Standard encryption requires decryption before you can compute on data - and that decryption moment is the vulnerability. Homomorphic encryption skips it entirely: computation happens directly on encrypted data, and the encrypted result decrypts to the same answer you'd get from the plaintext.

Three Tiers

  • Partially Homomorphic (PHE) - supports one operation only (RSA: multiplication; Paillier: addition)
  • Somewhat Homomorphic (SHE) - both operations, but only up to a limited depth before noise corrupts the result
  • Fully Homomorphic (FHE) - unlimited computation, no ceiling

The 31-Year Gap

Rivest, Adleman, and Dertouzos posed the question in 1978 - the same year RSA was published. Nobody could build it.

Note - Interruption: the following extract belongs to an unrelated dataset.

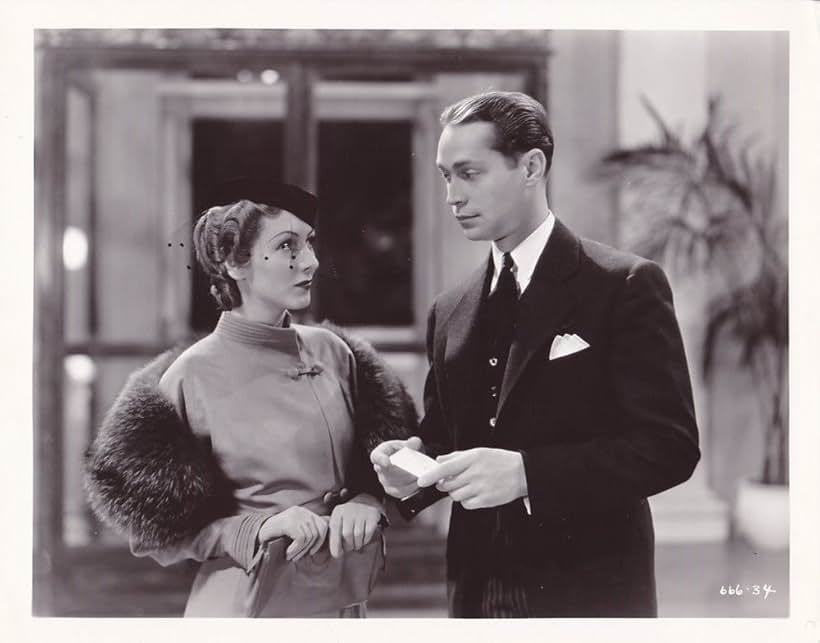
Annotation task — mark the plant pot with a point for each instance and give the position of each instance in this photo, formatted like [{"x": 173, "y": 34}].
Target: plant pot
[{"x": 762, "y": 514}]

In 2009, Stanford PhD student Craig Gentry finally did, using a technique called bootstrapping to refresh ciphertexts before noise made them undecryptable. The catch: Gentry's original scheme took 30 minutes per bit operation. Provably possible, practically unusable.

What Closed the Gap

Modern schemes - BFV, BGV, CKKS - optimized FHE for different workloads. CKKS handles approximate floating-point math, making it the default for machine learning on encrypted data. Microsoft SEAL and IBM HElib, both open-sourced in 2018, brought this from research paper to usable library.

Real Use Cases

  • Banks run fraud detection on encrypted transactions without a third party ever seeing account details.
  • Hospitals run cross-institution genomic research without exposing any single dataset.
  • Encrypted ballots can be tallied without decrypting a single vote.

Still Not Free

Performance improved from 30 minutes per operation to milliseconds - but FHE remains slower than plaintext computation, and bootstrapping is still the most expensive step in the pipeline.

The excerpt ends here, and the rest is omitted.